The prospect of jail didn’t deter the Enron boys so I doubt the prospect of a fine would. But this is beside my point.
I can’t agree that stock prices are lies. In fact they are by definition a sort of truth: like any other prices, the result of imperfect, but the best available, information.
Great Zeus! Aaron, is there nothing you dont know about?
You are right to single out the limitation on personal liability for shareholders — whose real risk is only that their shares will become valueless — as the principal virtue of the corporate form. I cant find any fault with the overall drift of this post, but I wanted to fine tune one of your comments. You write:
I can incorporate my business, running it effectively as a sole proprietorship, and shield my assets from liability by deliberately undercapitalizing the corporate shell. If I commit a tort, the aggrieved party will find nothing to sue.
True enough, in theory, but difficult to pull off in practice. If you deliberately undercapitalize the company and carry on as if your corporate doppelganger did not exist, that fact may allow the aggrieved to get through the shell to reach you under the doctrine of alter ego, sometimes more graphically referred to as piercing the corporate veil.
Also, somebody actually needs to commit the tort in the first place, and that person will always have personal responsibility for the consequences of his or her own wrongful acts, whether ostensibly committed on behalf of a corporation or not.
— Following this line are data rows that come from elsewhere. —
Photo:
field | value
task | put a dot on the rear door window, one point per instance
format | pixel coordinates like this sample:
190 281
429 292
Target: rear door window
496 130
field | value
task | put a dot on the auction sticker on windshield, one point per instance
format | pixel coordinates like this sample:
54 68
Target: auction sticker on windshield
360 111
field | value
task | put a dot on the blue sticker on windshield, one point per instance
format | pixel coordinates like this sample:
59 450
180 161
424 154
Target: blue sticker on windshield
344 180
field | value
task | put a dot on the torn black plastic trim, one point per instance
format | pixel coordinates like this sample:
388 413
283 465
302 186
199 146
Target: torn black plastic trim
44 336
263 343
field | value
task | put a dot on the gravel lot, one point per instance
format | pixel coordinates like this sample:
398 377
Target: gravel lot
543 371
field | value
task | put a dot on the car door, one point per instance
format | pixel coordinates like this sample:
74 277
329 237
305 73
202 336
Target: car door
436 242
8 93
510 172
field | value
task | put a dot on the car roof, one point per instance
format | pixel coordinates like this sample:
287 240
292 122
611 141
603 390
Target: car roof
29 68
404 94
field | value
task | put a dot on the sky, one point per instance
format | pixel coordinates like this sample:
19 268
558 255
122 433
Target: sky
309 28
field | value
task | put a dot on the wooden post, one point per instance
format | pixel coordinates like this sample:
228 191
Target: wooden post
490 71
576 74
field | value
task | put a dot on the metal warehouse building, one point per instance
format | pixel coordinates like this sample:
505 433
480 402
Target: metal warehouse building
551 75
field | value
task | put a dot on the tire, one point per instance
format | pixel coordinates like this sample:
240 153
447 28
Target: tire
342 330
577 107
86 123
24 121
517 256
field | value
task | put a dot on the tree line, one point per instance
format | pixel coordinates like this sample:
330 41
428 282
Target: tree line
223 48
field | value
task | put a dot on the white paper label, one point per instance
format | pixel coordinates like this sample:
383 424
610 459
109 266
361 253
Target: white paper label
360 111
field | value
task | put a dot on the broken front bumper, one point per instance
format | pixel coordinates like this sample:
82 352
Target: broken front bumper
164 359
If you commit the tort yourself, you and your personal assets will still be answerable for it on the basis of your personal, individual wrongdoing.
Corporate immortality, by the way, isnt absolute: if the corporation fails to pay its annual taxes to the state in which it is organized its legal existence can be suspended or even revoked. I had a client — and this is a matter of public record, so Im betraying no confidences — whose corporation had its name slipped out from under it by a disgruntled former employee because the corporation slipped into suspended status. I may have to put up a post on that case myself. It is a perverse example of the way in which a corporation, unlike a carbon-based life form, really does depend on the state for its existence.